@2bayboys looks fabulous and neglects to mention, until prompted, that the mare got champion and reserve. You modest thing!
Most people I’ve seen with brown boots have brown pretty much everything else too. But not all. Black and brown in the right shade can look really lovely together.
Brown tack/helmet/coat/boots/etc on a chestnut is SO beautiful to me. I have a bay so it wouldn’t have quite the same impact, and also would be an awfully big expense at this point haha.

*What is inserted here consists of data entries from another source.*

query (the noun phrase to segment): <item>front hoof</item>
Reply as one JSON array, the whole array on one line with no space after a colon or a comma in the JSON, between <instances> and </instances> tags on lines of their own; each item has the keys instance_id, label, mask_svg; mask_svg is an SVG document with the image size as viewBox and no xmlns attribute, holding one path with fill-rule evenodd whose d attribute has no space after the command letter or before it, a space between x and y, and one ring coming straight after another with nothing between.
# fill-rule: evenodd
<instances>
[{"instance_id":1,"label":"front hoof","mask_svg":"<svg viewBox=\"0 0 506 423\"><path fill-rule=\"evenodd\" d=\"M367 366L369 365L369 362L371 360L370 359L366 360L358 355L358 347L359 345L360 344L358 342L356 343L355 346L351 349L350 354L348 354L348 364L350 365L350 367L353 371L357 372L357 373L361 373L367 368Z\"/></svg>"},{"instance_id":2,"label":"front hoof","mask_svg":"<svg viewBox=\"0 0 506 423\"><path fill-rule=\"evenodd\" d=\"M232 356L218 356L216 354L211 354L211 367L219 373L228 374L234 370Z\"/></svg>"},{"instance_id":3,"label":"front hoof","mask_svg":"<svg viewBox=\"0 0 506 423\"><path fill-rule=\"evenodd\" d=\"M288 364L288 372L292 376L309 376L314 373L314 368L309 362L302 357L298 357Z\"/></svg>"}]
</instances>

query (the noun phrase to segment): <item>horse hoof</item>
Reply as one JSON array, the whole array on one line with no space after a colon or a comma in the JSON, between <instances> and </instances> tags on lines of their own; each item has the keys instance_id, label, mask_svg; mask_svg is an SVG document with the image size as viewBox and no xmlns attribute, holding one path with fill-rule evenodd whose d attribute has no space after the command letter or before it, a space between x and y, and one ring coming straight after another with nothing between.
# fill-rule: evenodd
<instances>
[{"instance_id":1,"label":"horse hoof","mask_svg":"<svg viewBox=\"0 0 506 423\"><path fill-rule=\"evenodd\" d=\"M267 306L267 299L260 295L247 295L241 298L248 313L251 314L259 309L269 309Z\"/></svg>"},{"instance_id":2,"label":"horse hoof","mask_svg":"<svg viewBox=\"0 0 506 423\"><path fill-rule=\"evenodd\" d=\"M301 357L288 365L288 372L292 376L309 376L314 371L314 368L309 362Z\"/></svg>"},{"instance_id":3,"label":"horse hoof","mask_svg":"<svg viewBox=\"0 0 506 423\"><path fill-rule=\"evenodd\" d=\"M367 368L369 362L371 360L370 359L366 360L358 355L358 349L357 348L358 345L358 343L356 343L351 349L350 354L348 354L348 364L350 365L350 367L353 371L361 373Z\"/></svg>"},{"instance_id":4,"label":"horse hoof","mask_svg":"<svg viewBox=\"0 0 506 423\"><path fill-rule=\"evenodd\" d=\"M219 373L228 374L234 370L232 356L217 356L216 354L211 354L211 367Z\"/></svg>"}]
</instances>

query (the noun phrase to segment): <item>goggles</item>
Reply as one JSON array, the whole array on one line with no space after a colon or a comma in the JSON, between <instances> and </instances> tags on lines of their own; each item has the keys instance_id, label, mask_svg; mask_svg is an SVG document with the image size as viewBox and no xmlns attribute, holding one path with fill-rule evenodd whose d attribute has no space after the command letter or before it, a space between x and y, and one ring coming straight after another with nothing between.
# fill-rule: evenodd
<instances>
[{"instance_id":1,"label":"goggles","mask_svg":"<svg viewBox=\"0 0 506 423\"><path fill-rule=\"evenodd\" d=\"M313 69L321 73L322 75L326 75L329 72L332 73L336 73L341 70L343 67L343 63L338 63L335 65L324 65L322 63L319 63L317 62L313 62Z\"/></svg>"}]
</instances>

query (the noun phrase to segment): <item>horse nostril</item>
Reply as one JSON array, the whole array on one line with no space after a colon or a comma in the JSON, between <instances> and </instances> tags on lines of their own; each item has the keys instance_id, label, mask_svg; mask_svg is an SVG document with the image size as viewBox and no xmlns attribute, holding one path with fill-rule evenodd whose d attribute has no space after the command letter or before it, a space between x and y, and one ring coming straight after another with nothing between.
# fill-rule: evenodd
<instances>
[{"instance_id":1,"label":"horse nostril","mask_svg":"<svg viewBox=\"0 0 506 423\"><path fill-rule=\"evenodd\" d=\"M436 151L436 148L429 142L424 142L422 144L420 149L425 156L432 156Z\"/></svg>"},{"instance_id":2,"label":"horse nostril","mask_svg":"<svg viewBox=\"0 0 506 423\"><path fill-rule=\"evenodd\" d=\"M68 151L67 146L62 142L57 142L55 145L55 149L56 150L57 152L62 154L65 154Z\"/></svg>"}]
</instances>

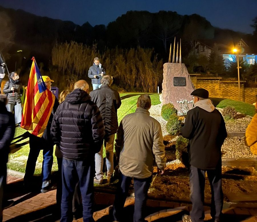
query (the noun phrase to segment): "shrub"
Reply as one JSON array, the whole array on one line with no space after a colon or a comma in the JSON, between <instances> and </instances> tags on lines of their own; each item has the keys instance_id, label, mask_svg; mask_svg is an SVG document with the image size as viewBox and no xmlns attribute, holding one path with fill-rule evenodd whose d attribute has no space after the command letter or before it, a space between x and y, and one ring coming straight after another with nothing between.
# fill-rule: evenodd
<instances>
[{"instance_id":1,"label":"shrub","mask_svg":"<svg viewBox=\"0 0 257 222\"><path fill-rule=\"evenodd\" d=\"M187 167L189 166L187 146L188 140L180 136L176 141L176 158Z\"/></svg>"},{"instance_id":2,"label":"shrub","mask_svg":"<svg viewBox=\"0 0 257 222\"><path fill-rule=\"evenodd\" d=\"M178 114L178 111L172 103L164 104L162 107L161 115L162 118L166 120L169 119L170 116L172 114L176 115Z\"/></svg>"},{"instance_id":3,"label":"shrub","mask_svg":"<svg viewBox=\"0 0 257 222\"><path fill-rule=\"evenodd\" d=\"M234 119L236 113L235 109L229 106L224 107L222 111L222 115L226 119Z\"/></svg>"},{"instance_id":4,"label":"shrub","mask_svg":"<svg viewBox=\"0 0 257 222\"><path fill-rule=\"evenodd\" d=\"M181 121L176 115L170 115L166 125L167 132L170 135L178 135L180 133L181 123Z\"/></svg>"}]
</instances>

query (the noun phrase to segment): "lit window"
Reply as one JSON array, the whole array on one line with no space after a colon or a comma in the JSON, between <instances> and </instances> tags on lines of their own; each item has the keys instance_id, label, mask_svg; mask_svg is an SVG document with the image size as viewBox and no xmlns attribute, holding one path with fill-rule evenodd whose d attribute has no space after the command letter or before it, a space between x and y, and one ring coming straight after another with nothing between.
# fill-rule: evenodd
<instances>
[{"instance_id":1,"label":"lit window","mask_svg":"<svg viewBox=\"0 0 257 222\"><path fill-rule=\"evenodd\" d=\"M240 46L244 46L244 45L243 44L243 43L241 41L239 42L237 44L238 45L239 45Z\"/></svg>"},{"instance_id":2,"label":"lit window","mask_svg":"<svg viewBox=\"0 0 257 222\"><path fill-rule=\"evenodd\" d=\"M196 48L196 53L199 53L199 46L197 46Z\"/></svg>"},{"instance_id":3,"label":"lit window","mask_svg":"<svg viewBox=\"0 0 257 222\"><path fill-rule=\"evenodd\" d=\"M224 66L225 67L229 66L229 59L224 59Z\"/></svg>"},{"instance_id":4,"label":"lit window","mask_svg":"<svg viewBox=\"0 0 257 222\"><path fill-rule=\"evenodd\" d=\"M254 59L247 59L247 63L250 65L254 65L255 61Z\"/></svg>"}]
</instances>

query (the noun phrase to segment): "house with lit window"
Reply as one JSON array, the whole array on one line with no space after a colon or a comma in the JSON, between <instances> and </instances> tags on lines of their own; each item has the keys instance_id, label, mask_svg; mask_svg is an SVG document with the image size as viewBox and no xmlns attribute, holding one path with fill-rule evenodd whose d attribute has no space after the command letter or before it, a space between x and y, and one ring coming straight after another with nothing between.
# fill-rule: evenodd
<instances>
[{"instance_id":1,"label":"house with lit window","mask_svg":"<svg viewBox=\"0 0 257 222\"><path fill-rule=\"evenodd\" d=\"M204 55L209 57L215 44L221 53L224 66L228 67L230 63L235 61L238 53L240 62L243 61L250 65L257 63L257 52L254 51L253 47L249 47L243 39L227 39L218 41L213 39L199 40L196 44L195 52L199 55ZM233 52L234 49L237 49L236 54Z\"/></svg>"}]
</instances>

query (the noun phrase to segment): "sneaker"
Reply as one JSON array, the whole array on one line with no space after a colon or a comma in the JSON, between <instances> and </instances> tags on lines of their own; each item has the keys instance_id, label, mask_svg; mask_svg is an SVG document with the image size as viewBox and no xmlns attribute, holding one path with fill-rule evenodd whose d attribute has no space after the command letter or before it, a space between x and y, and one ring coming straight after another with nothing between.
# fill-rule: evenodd
<instances>
[{"instance_id":1,"label":"sneaker","mask_svg":"<svg viewBox=\"0 0 257 222\"><path fill-rule=\"evenodd\" d=\"M192 222L191 216L187 214L184 214L182 216L182 221L183 222Z\"/></svg>"},{"instance_id":2,"label":"sneaker","mask_svg":"<svg viewBox=\"0 0 257 222\"><path fill-rule=\"evenodd\" d=\"M3 204L3 208L4 210L11 207L14 203L14 201L13 200L7 200Z\"/></svg>"},{"instance_id":3,"label":"sneaker","mask_svg":"<svg viewBox=\"0 0 257 222\"><path fill-rule=\"evenodd\" d=\"M113 215L113 206L109 207L109 215L111 221L112 222L119 222L117 218Z\"/></svg>"},{"instance_id":4,"label":"sneaker","mask_svg":"<svg viewBox=\"0 0 257 222\"><path fill-rule=\"evenodd\" d=\"M108 176L107 177L107 183L110 183L111 182L111 181L112 180L112 177L111 176Z\"/></svg>"},{"instance_id":5,"label":"sneaker","mask_svg":"<svg viewBox=\"0 0 257 222\"><path fill-rule=\"evenodd\" d=\"M95 183L98 184L103 184L103 179L99 180L96 177L95 177L94 178L94 183Z\"/></svg>"},{"instance_id":6,"label":"sneaker","mask_svg":"<svg viewBox=\"0 0 257 222\"><path fill-rule=\"evenodd\" d=\"M52 186L51 185L45 187L42 187L40 190L41 193L46 193L50 190L53 190L56 189L56 187Z\"/></svg>"}]
</instances>

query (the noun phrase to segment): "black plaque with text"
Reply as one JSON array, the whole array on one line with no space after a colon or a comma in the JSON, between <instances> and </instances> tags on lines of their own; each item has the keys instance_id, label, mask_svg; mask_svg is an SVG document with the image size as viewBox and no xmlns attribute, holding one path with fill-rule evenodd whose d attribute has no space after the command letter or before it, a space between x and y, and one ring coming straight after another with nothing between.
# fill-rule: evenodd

I know I’m probably really late to this but I can’t afford a 3’6" horse. I have the lady balls to ride it, I’ve popped friend’s horses over it, but there’s zero chance I can spend 6 figures on that. So I’ll be happy with 2’9". Not because that’s where I top out but that’s because a 3’6" horse that jumps with style is many many zeros that are out of budget. Yeah maybe I could buy a 2/3 yo and pray, but I’m really past the age of wanting to sit on the antics as they figure it out.
Up thread someone mentioned 6 figures for a saintly 2’6" horse, and that’s 100% a thing. I don’t even care about winning, I know what I want to work on and what I want to accomplish and I don’t need ribbons to validate it, but I also am not gonna take a clear non-starter into a division. So here I’ll sit at the low levels.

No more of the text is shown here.